I'm trying to also teach him to be aware of road signs. Going the wrong speed, or failing to spot a "dead end" sign can cause him considerable trouble, I tell him. (This is where I get a lot of eye rolling -- a key component of any parent teaching a child to drive.)
But being able to spot trouble ahead is also a key ingredient for any career. I know that in the last few years most workers have been unable to do anything but just survive -- taking on the work of others who have been laid off, or accepting jobs that required twice the work for half the pay.
Still, things are getting better and employers are hiring. It's time to take a look around and consider whether you career is about to run off in a ditch, or stagnating. Is it time for you to start plotting your next job? Here are some key points to consider:
1. The nasty office politics make you want to scream. Backbiting and snide remarks are running rampant, and morale is in the toilet. Everyone blames everyone else, and little work gets done because there's too much bickering over who left the break room a mess or who didn't get a promotion. Without teamwork and collaboration, your career can come to a grinding halt.
2. You've become the invisible department. You hear about company news third hand, your boss has taken to hiding behind closed doors and no new projects are scheduled. If your department isn't making money, it's safe to say your entire team is in jeopardy. Dust off that resume.
3. You have tread marks on your back. If you've been passed over for more than a couple of promotions or continually denied interesting or top-priority projects, you might be in trouble.
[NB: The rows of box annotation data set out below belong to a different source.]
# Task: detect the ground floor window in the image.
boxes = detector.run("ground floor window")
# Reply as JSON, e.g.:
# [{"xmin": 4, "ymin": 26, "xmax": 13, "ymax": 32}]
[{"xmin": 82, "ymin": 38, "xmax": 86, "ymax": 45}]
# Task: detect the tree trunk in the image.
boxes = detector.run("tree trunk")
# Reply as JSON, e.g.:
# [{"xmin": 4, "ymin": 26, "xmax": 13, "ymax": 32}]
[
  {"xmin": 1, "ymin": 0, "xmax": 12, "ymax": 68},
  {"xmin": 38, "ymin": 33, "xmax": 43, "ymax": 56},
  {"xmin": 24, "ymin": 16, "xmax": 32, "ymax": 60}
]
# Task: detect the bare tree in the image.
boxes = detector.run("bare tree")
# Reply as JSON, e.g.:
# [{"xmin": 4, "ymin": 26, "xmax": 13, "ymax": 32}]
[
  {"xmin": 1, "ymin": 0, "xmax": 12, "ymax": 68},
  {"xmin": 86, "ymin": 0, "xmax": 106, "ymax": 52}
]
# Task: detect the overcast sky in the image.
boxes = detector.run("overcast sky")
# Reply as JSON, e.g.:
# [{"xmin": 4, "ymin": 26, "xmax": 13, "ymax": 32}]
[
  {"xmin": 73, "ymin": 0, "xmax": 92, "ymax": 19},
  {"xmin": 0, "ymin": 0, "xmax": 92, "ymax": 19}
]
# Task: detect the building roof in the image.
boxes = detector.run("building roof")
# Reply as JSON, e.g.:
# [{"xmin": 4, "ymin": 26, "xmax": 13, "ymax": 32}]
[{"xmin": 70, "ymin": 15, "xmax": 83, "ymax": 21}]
If people you helped train are already moving ahead of you, then it's clear the company has little interest in your development. Start networking with others in your industry to find out what are the most desired skills and then take some classes if you lack them. This will help you when it comes time to find that next rung on the career ladder.
4. You're bored spitless. If you want to grow a career, you've got to feel challenged. Request new assignments or training from your employer. If that doesn't happen, it may be time to move on to a company that appreciates a go-getter.
What are some others signs it may be time to take the next step in your career?